例えば有期雇用の社員を採用する場合に、賞与の欄を「有」として、通常想定される賞与の額を記載する例が散見されます。その後、不況や業績悪化、当該社員のパフォーマンスが芳しくないなどの理由から賞与を不支給とした場合に、従業員側から労働条件通知書と異なると主張がされトラブルに発展することがあります。
賞与が業績等に基づき支給されない可能性がある場合は、制度としては有としつつ、賞与が業績等に基づき支給されない可能性についても明示をすることが望ましいといえます(短平31.1.30雇均発0130第1号(19頁)参照)。この点、厚労省の雛形では「有(時期、金額等)、無」としか欄がないため、注記を入れるなど工夫することが必要となります。

③ 求人票の記載と条件を変える場合は特に注意が必要

求人票よりも劣る条件を労働条件通知書に記載したとしても、雇用主から変更点について特段説明が無い場合は、労働条件通知書の条件ではなく求人票の条件で契約が成立していたと主張がされることがあります。
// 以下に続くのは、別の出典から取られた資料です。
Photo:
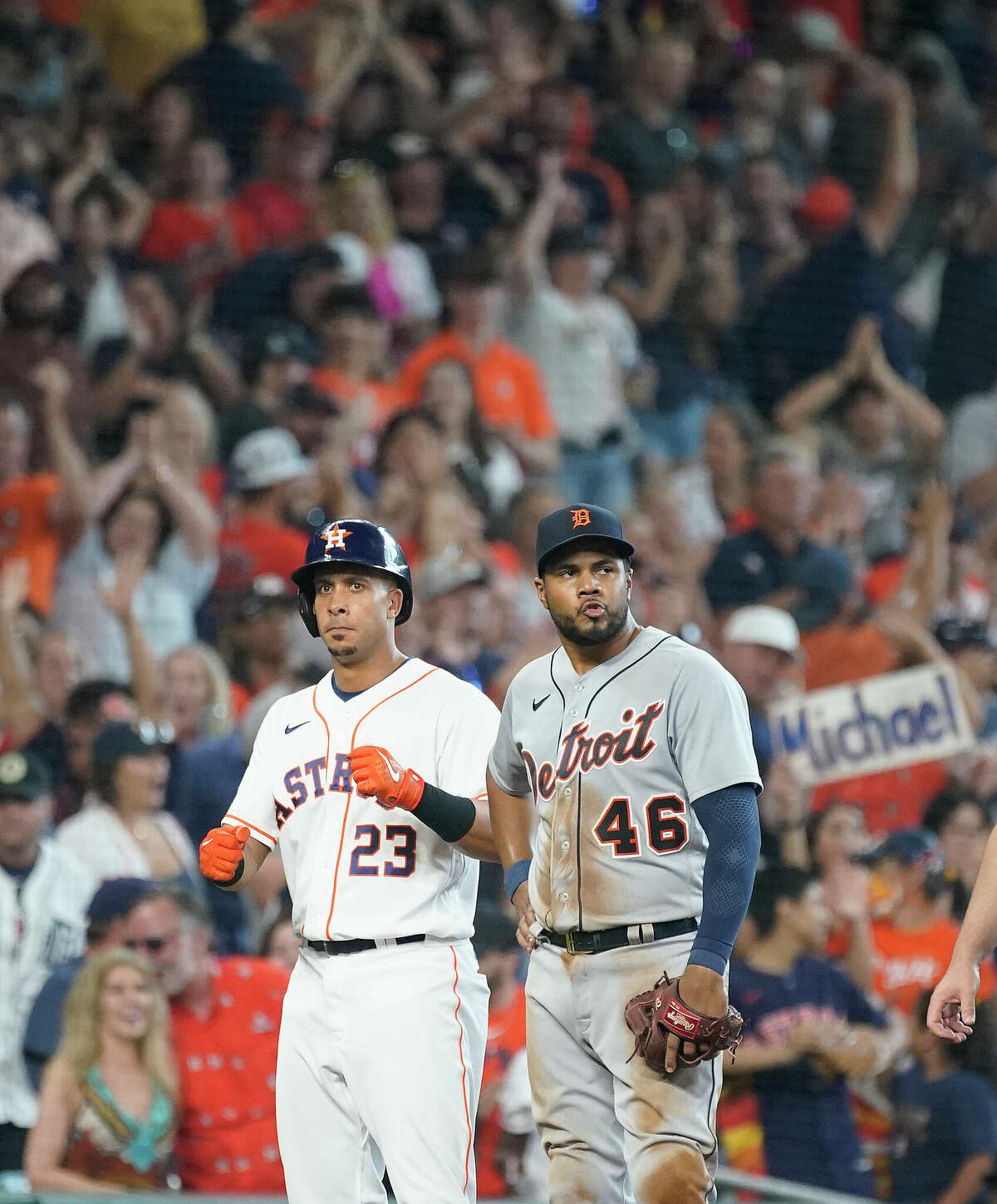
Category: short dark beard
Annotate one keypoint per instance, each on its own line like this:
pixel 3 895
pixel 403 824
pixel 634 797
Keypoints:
pixel 592 638
pixel 343 654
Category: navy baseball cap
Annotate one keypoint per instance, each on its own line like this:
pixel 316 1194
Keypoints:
pixel 275 340
pixel 23 777
pixel 955 635
pixel 115 740
pixel 576 524
pixel 909 847
pixel 115 897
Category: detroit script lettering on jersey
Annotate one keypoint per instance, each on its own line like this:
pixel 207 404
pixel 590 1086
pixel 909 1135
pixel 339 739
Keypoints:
pixel 584 753
pixel 614 760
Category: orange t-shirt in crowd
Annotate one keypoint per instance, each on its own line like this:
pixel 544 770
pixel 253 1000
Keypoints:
pixel 911 962
pixel 184 233
pixel 249 547
pixel 386 396
pixel 506 1038
pixel 227 1140
pixel 27 533
pixel 508 386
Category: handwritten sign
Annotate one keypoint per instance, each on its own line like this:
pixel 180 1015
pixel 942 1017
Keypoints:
pixel 883 723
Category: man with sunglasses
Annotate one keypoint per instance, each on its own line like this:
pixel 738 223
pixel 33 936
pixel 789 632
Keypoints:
pixel 224 1014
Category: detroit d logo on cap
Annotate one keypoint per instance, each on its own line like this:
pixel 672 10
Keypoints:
pixel 12 769
pixel 336 538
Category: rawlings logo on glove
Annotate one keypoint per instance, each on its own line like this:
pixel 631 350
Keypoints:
pixel 656 1014
pixel 220 853
pixel 378 775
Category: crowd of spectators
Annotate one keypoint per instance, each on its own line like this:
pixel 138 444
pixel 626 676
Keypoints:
pixel 729 268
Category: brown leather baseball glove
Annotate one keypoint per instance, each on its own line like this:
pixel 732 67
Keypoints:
pixel 653 1015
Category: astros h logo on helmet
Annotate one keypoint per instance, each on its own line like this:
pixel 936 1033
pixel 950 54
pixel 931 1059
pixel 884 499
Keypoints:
pixel 336 538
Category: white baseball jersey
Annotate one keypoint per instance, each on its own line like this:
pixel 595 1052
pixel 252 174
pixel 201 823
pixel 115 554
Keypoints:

例えば、正社員を募集したが良い人材の応募が無かった場合、採用側が1年の有期雇用で一人雇ってみるという判断をすることがあります。その後有期雇用を期間満了で終了しようとしたときに、「自分は正社員で応募したはずだ」と主張され、トラブルになることがあります。

裁判例(京都地裁平成29年3月30日判決)では、求人票に「期間の定めなし」と記載し、契約期間1年の労働条件通知書に労働者が署名押印していた事例で、労働条件変更に必要な同意があったとは言えないとされ、求人票に記載された内容の期間の定めのない(無期雇用の)労働契約が認められたものがあります。